Türk Ceza Kanununun, uyuşmazlık konusuyla ilgili bulunan “etkin pişmanlık” başlıklı 168. maddesi;
“1) Hırsızlık, mala zarar verme, güveni kötüye kullanma, dolandırıcılık ve karşılıksız yararlanma suçları tamamlandıktan sonra ve fakat bu nedenle hakkında kovuşturma başlamadan önce failin, azmettirenin veya yardım edenin bizzat pişmanlık göstererek mağdurun uğradığı zararı aynen geri verme veya tazmin suretiyle tamamen gidermesi halinde; cezası üçte birden üçte ikiye kadar indirilir.
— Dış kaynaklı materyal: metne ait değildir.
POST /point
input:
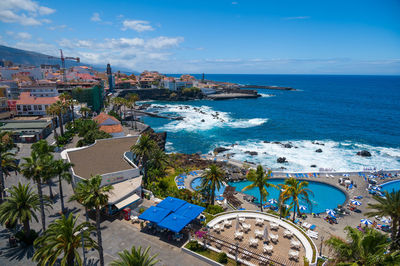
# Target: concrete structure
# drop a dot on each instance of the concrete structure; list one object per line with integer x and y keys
{"x": 41, "y": 88}
{"x": 111, "y": 159}
{"x": 27, "y": 131}
{"x": 28, "y": 105}
{"x": 109, "y": 124}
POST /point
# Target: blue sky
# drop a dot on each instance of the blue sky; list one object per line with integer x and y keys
{"x": 271, "y": 37}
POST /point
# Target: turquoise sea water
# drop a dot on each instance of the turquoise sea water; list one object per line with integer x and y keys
{"x": 344, "y": 114}
{"x": 325, "y": 196}
{"x": 390, "y": 186}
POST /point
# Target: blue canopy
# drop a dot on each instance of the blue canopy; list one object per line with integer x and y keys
{"x": 154, "y": 214}
{"x": 190, "y": 210}
{"x": 171, "y": 203}
{"x": 174, "y": 222}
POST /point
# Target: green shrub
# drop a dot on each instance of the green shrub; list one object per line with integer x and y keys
{"x": 194, "y": 245}
{"x": 222, "y": 257}
{"x": 22, "y": 237}
{"x": 214, "y": 209}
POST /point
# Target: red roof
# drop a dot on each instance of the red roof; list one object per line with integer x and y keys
{"x": 103, "y": 117}
{"x": 27, "y": 98}
{"x": 112, "y": 128}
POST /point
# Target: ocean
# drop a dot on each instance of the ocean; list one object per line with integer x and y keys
{"x": 340, "y": 115}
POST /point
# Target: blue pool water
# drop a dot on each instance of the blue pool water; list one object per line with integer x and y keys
{"x": 325, "y": 196}
{"x": 196, "y": 183}
{"x": 390, "y": 186}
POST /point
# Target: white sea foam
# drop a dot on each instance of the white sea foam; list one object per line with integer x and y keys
{"x": 265, "y": 95}
{"x": 339, "y": 156}
{"x": 202, "y": 118}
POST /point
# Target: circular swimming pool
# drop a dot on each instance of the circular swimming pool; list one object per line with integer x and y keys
{"x": 325, "y": 195}
{"x": 392, "y": 185}
{"x": 196, "y": 184}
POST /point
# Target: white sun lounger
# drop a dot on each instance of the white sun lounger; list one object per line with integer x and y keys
{"x": 268, "y": 249}
{"x": 274, "y": 238}
{"x": 293, "y": 254}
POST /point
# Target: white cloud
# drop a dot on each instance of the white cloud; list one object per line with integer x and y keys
{"x": 24, "y": 12}
{"x": 95, "y": 17}
{"x": 137, "y": 25}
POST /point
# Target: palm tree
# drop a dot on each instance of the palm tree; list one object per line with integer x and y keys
{"x": 389, "y": 205}
{"x": 61, "y": 169}
{"x": 62, "y": 240}
{"x": 143, "y": 150}
{"x": 96, "y": 197}
{"x": 37, "y": 167}
{"x": 260, "y": 181}
{"x": 6, "y": 144}
{"x": 295, "y": 190}
{"x": 362, "y": 248}
{"x": 136, "y": 257}
{"x": 214, "y": 177}
{"x": 132, "y": 98}
{"x": 21, "y": 206}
Yağma suçunda ise, cezada altıda birden üçte bire kadar indirim yapılır.
2) Kısmen geri verme veya tazmin halinde etkin pişmanlık hükümlerinin uygulanabilmesi için, mağdurun rızası aranır” şeklinde iken, 08.07.2005 tarihli Resmi Gazetede yayımlanarak yürürlüğe giren 5377 sayılı Kanunun 20. maddesiyle değiştirilerek;
“1) Hırsızlık, mala zarar verme, güveni kötüye kullanma, dolandırıcılık, hileli iflâs, taksirli iflâs ve karşılıksız yararlanma suçları tamamlandıktan sonra ve fakat bu nedenle hakkında kovuşturma başlamadan önce failin, azmettirenin veya yardım edenin bizzat pişmanlık göstererek mağdurun uğradığı zararı aynen geri verme veya tazmin suretiyle tamamen gidermesi halinde, verilecek cezanın üçte ikisine kadarı indirilir. 
2) Etkin pişmanlığın kovuşturma başladıktan sonra ve fakat hüküm verilmezden önce gösterilmesi halinde, verilecek cezanın yarısına kadarı indirilir. 
3) Yağma suçundan dolayı etkin pişmanlık gösteren kişiye verilecek cezanın, birinci fıkraya giren hallerde yarısına, ikinci fıkraya giren hallerde üçte birine kadarı indirilir. 
4) Kısmen geri verme veya tazmin halinde etkin pişmanlık hükümlerinin uygulanabilmesi için, ayrıca mağdurun rızası aranır” şeklinde yeniden düzenlenmiştir.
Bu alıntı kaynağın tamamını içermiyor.